Maze walking, I like to believe, has been a form of meditation since human beings have been around. Meditation has always been about calming the mind and body to reach a higher level of understanding. I would like to believe that higher level of understanding is a communion with the Divine. I have often mentioned before that I believe the Divine is everywhere, and in everything. I would like to believe that all of Creation communes with the Divine in its own unique way. We can see that each form of meditation works differently for different people. Labyrinths have always been a favorite of mine. It gives me something to focus on to quiet my body and mind. I do believe that the Divine can and does communicate with those who are willing to listen.

This is certainly a very turbulent time for very many people.
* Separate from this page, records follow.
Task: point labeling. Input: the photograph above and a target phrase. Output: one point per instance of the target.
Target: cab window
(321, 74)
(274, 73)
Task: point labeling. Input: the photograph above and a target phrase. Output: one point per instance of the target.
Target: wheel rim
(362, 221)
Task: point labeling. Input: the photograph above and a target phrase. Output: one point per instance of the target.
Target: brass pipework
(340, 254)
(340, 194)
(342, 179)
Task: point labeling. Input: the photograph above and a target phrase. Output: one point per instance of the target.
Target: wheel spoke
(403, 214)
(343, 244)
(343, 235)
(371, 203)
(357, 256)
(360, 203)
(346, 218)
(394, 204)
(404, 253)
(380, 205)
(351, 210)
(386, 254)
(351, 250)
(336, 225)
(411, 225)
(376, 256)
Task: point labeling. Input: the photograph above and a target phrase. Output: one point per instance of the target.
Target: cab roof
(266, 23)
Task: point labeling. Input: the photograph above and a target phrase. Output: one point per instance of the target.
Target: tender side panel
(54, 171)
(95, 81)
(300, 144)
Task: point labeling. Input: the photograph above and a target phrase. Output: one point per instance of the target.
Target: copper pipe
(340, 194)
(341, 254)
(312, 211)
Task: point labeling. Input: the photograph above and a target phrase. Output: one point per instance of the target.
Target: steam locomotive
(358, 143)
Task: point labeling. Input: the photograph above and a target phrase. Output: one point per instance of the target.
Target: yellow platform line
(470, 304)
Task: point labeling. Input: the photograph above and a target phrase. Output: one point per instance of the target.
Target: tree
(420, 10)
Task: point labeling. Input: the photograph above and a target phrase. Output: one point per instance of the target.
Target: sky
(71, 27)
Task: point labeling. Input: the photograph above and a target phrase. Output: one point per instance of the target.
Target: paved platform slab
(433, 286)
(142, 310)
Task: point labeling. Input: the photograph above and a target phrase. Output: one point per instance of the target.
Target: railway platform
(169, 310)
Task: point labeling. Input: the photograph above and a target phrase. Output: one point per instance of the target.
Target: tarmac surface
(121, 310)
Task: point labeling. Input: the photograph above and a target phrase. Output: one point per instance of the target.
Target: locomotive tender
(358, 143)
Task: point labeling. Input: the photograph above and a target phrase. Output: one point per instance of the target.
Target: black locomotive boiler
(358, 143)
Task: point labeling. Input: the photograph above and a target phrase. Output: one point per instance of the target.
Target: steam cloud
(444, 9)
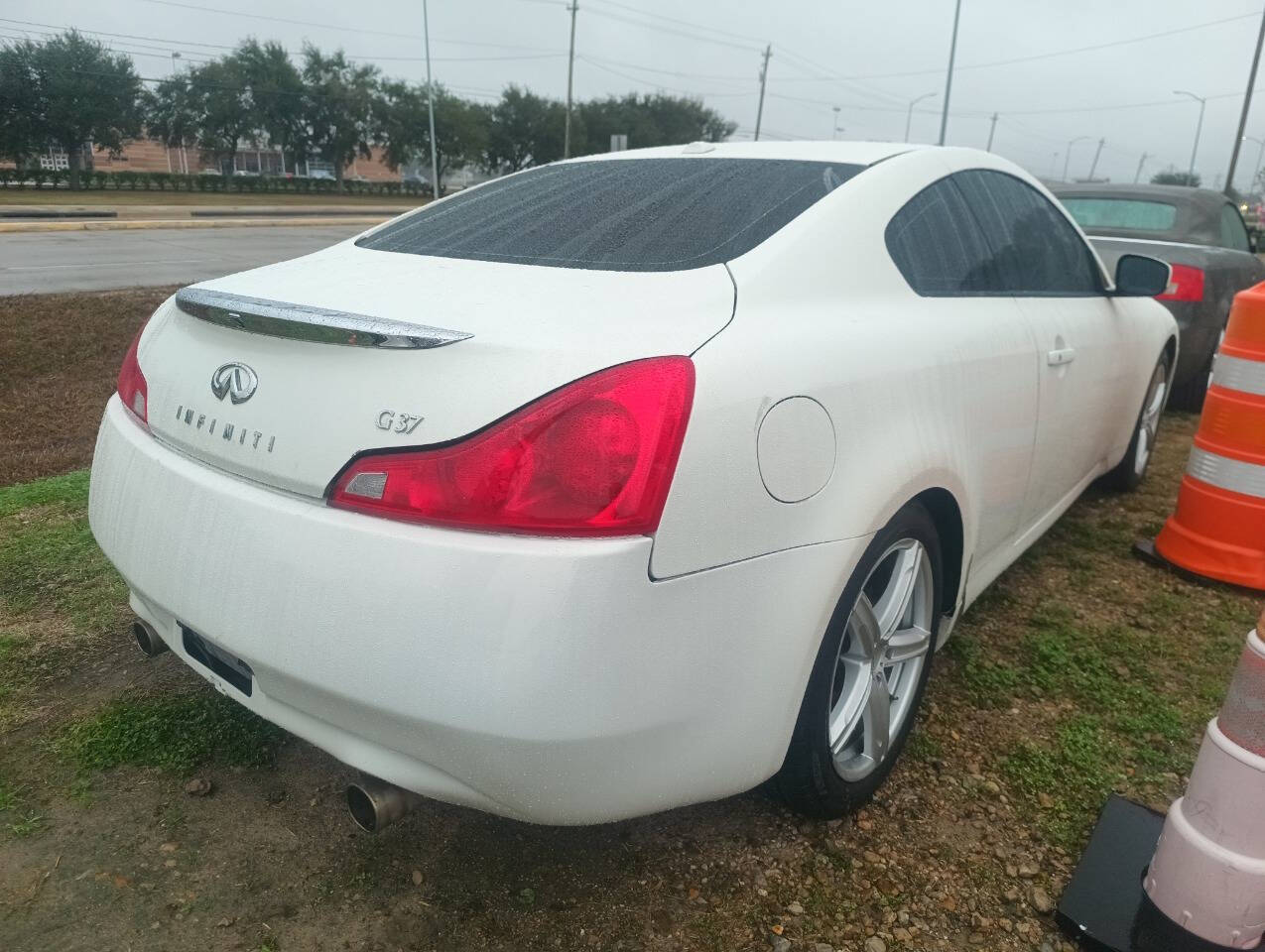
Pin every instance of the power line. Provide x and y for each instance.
(644, 24)
(340, 28)
(1068, 52)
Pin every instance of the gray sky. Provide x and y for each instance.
(867, 59)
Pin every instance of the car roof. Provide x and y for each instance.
(859, 153)
(1199, 219)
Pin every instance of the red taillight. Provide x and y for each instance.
(593, 458)
(132, 383)
(1186, 285)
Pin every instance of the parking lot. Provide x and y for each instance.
(1080, 671)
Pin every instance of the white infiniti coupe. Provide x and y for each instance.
(625, 482)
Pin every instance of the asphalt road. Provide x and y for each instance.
(96, 261)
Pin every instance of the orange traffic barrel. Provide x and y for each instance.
(1218, 529)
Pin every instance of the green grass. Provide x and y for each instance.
(49, 559)
(170, 732)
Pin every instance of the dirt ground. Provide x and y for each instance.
(1079, 672)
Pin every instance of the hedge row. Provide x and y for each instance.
(205, 182)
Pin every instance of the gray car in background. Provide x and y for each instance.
(1196, 230)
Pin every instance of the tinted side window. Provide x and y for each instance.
(1232, 231)
(938, 245)
(1036, 249)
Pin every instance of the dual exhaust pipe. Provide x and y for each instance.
(147, 639)
(375, 804)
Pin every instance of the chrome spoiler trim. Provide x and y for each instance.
(276, 318)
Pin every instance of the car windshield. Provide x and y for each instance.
(1126, 214)
(647, 214)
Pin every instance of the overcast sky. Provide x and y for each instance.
(867, 59)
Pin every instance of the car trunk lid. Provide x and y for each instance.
(284, 373)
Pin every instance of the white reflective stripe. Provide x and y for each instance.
(1237, 375)
(1224, 473)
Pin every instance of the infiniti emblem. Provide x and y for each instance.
(234, 381)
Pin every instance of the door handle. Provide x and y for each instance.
(1061, 357)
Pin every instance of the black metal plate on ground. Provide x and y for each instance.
(1104, 904)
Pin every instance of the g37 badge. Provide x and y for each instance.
(397, 422)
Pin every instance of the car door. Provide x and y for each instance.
(1083, 385)
(988, 371)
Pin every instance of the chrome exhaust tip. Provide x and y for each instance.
(147, 639)
(376, 804)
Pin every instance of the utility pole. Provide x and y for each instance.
(1199, 127)
(431, 105)
(909, 115)
(1094, 165)
(1067, 156)
(952, 54)
(570, 73)
(764, 76)
(1260, 155)
(1247, 104)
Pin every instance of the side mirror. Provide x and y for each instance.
(1139, 276)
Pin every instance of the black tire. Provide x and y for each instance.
(1188, 396)
(809, 780)
(1126, 477)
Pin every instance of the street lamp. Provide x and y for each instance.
(1260, 155)
(909, 116)
(1199, 127)
(1067, 155)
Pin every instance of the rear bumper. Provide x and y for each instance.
(543, 679)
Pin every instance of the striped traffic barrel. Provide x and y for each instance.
(1208, 872)
(1218, 528)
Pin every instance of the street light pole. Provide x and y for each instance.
(1067, 156)
(764, 76)
(1247, 105)
(570, 73)
(1199, 127)
(1094, 166)
(909, 116)
(431, 105)
(952, 54)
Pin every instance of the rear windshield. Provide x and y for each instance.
(654, 214)
(1127, 214)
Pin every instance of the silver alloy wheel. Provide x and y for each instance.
(1149, 423)
(881, 658)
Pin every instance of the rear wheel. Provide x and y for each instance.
(870, 671)
(1130, 470)
(1190, 396)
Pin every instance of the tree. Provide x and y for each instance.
(650, 120)
(223, 111)
(403, 128)
(19, 119)
(1172, 176)
(525, 130)
(339, 108)
(79, 95)
(276, 93)
(173, 113)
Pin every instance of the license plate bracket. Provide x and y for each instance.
(229, 667)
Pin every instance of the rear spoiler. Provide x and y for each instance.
(276, 318)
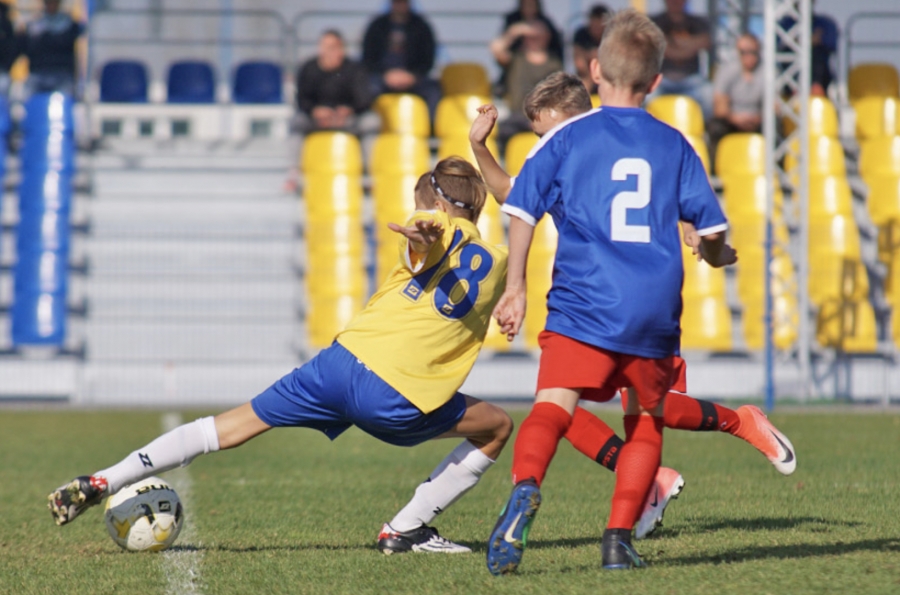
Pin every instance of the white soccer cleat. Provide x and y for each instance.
(759, 431)
(667, 484)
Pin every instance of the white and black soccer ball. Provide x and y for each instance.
(145, 516)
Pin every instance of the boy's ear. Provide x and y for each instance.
(595, 71)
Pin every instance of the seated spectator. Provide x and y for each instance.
(333, 93)
(49, 43)
(525, 68)
(737, 94)
(528, 10)
(585, 43)
(686, 36)
(399, 50)
(824, 46)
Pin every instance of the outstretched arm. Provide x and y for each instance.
(495, 177)
(510, 309)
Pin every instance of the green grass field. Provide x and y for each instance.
(293, 513)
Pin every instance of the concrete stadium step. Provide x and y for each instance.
(161, 298)
(203, 259)
(224, 341)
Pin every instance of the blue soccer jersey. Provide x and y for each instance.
(617, 181)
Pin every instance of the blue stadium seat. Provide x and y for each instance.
(191, 82)
(257, 82)
(123, 81)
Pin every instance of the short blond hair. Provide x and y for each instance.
(631, 51)
(558, 91)
(456, 180)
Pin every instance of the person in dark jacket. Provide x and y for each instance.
(49, 43)
(399, 50)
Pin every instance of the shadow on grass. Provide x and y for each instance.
(795, 551)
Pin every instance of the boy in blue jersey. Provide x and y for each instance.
(616, 182)
(404, 395)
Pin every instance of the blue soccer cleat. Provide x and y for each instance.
(507, 543)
I know I wrote about some very headache inducing topics this week, but I want to stick with this idea. Maybe the soul is the spark of the Divine that resides in you. Maybe you just need to calm your body and spirit enough in your own unique way to find the center of the maze and commune with it. Maybe it is there sitting, waiting for you to meet with it. Maybe. Maybe I’m just an idealistic writer with an errant thought while watching tv.